Four months later, Brian Krebs has published what, to my mind, seems like pretty convincing proof of the identity of the person behind the Mirai botnet: Paras Jha, a Rutgers student and, per his LinkedIn profile, president at ProTraf Solutions “a DDoS mitigation firm that has a proven track record in mitigating DDoS attacks that competitors cannot.”
Krebs’s investigation is over 8,000 words and goes heavy into detail as to why Jha is the likely creator of Mirai (as well he should — he’s publicly accusing someone of creating a botnet the FBI and DHS have taken a very active interest in). He’s even provided a glossary to help readers follow along.
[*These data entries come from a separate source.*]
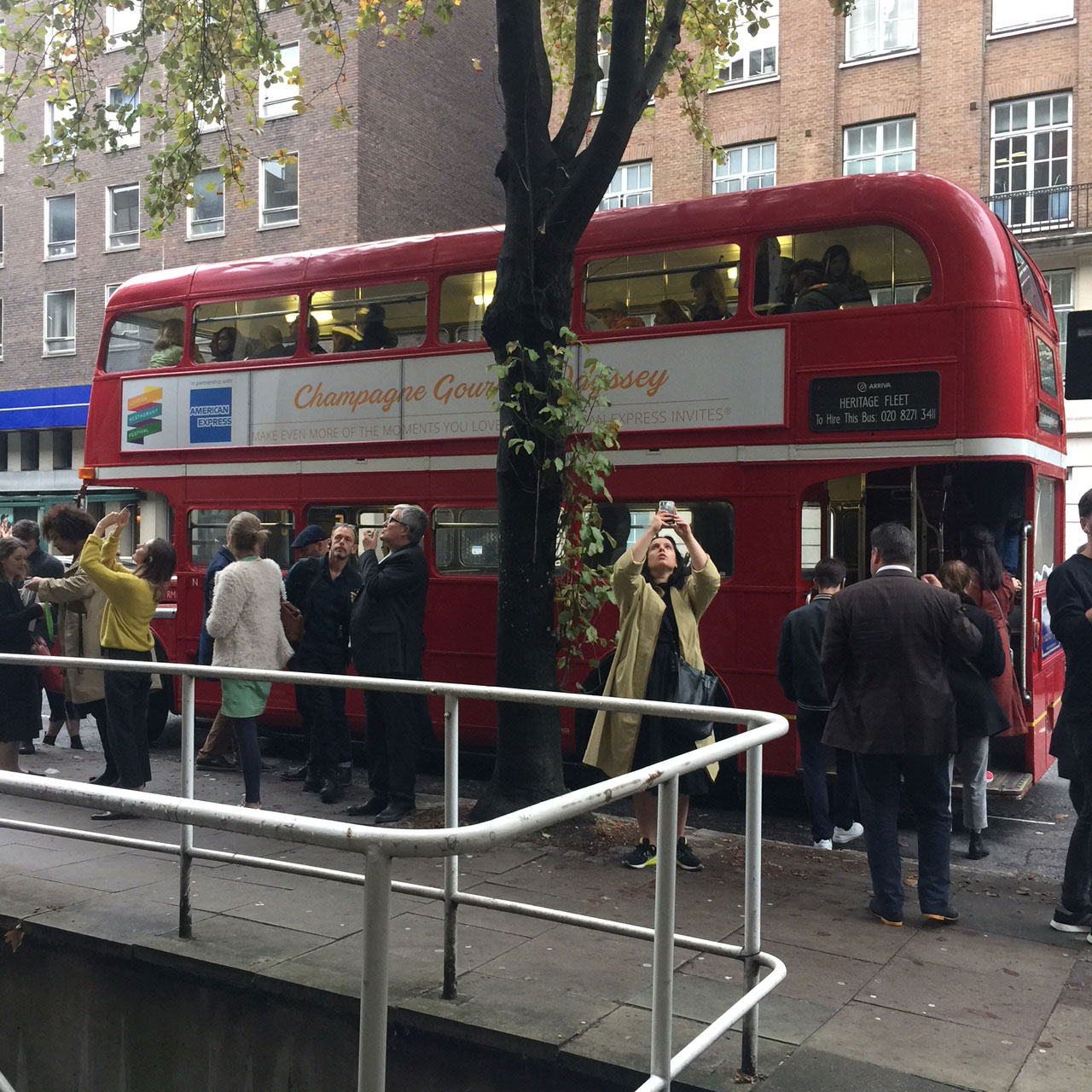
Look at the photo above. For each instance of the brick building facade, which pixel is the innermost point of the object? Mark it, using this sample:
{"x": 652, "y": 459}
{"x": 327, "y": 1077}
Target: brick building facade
{"x": 420, "y": 157}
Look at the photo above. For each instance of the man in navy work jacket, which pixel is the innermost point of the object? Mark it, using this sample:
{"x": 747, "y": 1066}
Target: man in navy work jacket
{"x": 800, "y": 678}
{"x": 884, "y": 662}
{"x": 388, "y": 636}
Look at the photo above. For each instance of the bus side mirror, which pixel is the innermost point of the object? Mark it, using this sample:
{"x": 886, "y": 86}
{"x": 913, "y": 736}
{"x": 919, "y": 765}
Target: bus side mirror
{"x": 1079, "y": 355}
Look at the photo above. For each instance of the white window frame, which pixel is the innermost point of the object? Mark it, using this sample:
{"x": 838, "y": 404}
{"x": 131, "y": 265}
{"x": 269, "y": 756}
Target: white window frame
{"x": 48, "y": 343}
{"x": 120, "y": 23}
{"x": 752, "y": 63}
{"x": 1025, "y": 15}
{"x": 1063, "y": 285}
{"x": 191, "y": 218}
{"x": 881, "y": 145}
{"x": 880, "y": 28}
{"x": 1037, "y": 206}
{"x": 741, "y": 171}
{"x": 626, "y": 189}
{"x": 264, "y": 222}
{"x": 54, "y": 249}
{"x": 130, "y": 238}
{"x": 279, "y": 98}
{"x": 127, "y": 137}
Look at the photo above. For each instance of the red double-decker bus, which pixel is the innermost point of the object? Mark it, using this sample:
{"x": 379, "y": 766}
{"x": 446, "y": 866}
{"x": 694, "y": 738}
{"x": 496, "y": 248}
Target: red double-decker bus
{"x": 794, "y": 366}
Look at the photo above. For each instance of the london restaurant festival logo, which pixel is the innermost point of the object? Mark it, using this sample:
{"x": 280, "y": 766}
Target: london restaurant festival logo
{"x": 144, "y": 415}
{"x": 211, "y": 415}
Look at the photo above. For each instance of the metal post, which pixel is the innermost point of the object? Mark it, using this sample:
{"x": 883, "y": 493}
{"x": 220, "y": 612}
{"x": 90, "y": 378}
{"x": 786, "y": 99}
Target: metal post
{"x": 752, "y": 903}
{"x": 371, "y": 1060}
{"x": 450, "y": 863}
{"x": 186, "y": 830}
{"x": 663, "y": 944}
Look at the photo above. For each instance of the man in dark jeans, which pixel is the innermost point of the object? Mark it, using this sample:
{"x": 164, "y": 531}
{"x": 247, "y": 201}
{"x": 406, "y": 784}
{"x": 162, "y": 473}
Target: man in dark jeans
{"x": 884, "y": 663}
{"x": 41, "y": 564}
{"x": 800, "y": 678}
{"x": 1069, "y": 601}
{"x": 323, "y": 589}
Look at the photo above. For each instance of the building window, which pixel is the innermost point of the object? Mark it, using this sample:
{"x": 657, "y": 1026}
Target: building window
{"x": 1060, "y": 283}
{"x": 280, "y": 192}
{"x": 123, "y": 217}
{"x": 1032, "y": 139}
{"x": 880, "y": 26}
{"x": 121, "y": 22}
{"x": 880, "y": 148}
{"x": 631, "y": 186}
{"x": 757, "y": 58}
{"x": 61, "y": 226}
{"x": 59, "y": 322}
{"x": 1018, "y": 15}
{"x": 280, "y": 90}
{"x": 125, "y": 121}
{"x": 206, "y": 217}
{"x": 746, "y": 167}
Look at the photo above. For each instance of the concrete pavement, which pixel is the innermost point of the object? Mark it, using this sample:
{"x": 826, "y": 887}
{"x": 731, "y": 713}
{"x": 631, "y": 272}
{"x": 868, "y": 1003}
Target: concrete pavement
{"x": 998, "y": 1002}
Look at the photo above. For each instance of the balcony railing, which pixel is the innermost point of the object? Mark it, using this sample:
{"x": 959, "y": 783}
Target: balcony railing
{"x": 1045, "y": 211}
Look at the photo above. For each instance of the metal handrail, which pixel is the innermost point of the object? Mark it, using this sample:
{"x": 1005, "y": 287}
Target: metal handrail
{"x": 381, "y": 845}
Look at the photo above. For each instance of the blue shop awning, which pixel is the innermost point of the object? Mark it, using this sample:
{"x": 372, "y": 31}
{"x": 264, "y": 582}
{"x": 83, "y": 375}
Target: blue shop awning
{"x": 44, "y": 408}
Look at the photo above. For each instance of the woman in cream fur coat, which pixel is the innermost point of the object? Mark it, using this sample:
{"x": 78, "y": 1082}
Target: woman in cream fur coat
{"x": 245, "y": 624}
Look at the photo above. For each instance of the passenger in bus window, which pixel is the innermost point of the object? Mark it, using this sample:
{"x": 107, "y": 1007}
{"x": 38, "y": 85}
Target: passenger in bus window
{"x": 661, "y": 600}
{"x": 670, "y": 314}
{"x": 222, "y": 346}
{"x": 615, "y": 316}
{"x": 346, "y": 340}
{"x": 374, "y": 330}
{"x": 710, "y": 297}
{"x": 837, "y": 271}
{"x": 167, "y": 348}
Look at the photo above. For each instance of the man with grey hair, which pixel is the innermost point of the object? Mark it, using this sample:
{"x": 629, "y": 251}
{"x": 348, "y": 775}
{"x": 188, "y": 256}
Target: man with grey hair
{"x": 884, "y": 655}
{"x": 388, "y": 635}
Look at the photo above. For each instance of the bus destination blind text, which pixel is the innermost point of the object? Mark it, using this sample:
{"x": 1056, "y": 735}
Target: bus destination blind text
{"x": 874, "y": 403}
The story has enough twists for a decent John le Carré novel and really, just go read it because it’s a fascinating look at the petty squabbles and internecine warfare of hackers and script kiddies, but here’s the high-level version. Shortly after the Mirai attacks, a user named “Anna Senpai” released the source code for Mirai on a popular hacker forum, saying that the security industry was catching up and Mirai wasn’t as effective as it once was. So, “Anna-senpai” can pretty definitely be said to be the creator of Mirai.
From there, Krebs begins to link Anna-senpai back to Jha. It starts, as about 75 percent of internet bullshit does, around online gaming — in this case Minecraft. (You’ll also be shocked to learn that anime plays a part as well.) People who ran popular private servers could make money from doing so — and were also frequent targets of DDoS attacks from competitors. One of the companies offering to protect Minecraft servers — and sometimes taking down Minecraft servers protected by their competitors? A company associated with Jha’s ProTraf.
Krebs stumbled across Jha’s LinkedIn profile shortly after, which says he can develop in “C#, Java, Golang, C, C++, PHP, x86 [and] ASM.” Krebs finds an application Anna-senpai posted to a hacker forum, asking for membership in a hacking group, which lists his programming languages as “ASM, C, Go, Java, C#, and PHP” — virtually the exact same skill set.
Krebs then finds a vanity domain Jha’s father bought for him, parasjha.com, where Jha says he codes under the handle “dreadiscool.” Krebs then goes down that rabbit hole to link “dreadiscool” to “Anna-senpai” and then links those other accounts like “jorgemichaels” and “OG_Richard_Stallman,” who gained reputations for threatening to DDoS web hosting companies unless they paid up.
OG_Richard_Stallman in particular gained a reputation for DDoSing Rutgers University over and over, threatening to not stop until they hired a DDoS-mitigating service (much like the one Rutger’s student Jha is the president of). At one point, he even gives a Reddit AMA about his exploits, and gives a Q&A with a local New Jersey blogger.
You can see the problem here: The creator of Mirai has the bad habit of bragging, and can’t stop reaching out to various people to gloat about his abilities to bring them to their knees. It all builds up until Krebs finally gets confirmation from one Ammar Zuberi, a friend of Paras Jha, who tells Krebs, “When I saw that the Mirai code had been leaked on that domain at Namecentral, I straight up asked Paras at that point, ‘Was this you?,’ and he smiled and said ‘yep.’”
Krebs has reached out to various people and institutions, including the FBI, Jha, and Rutgers, for comment. But you’ve got to imagine that Krebs, whose site was taken down for four days in a Mirai DDoS attack, is feeling pretty happy this evening.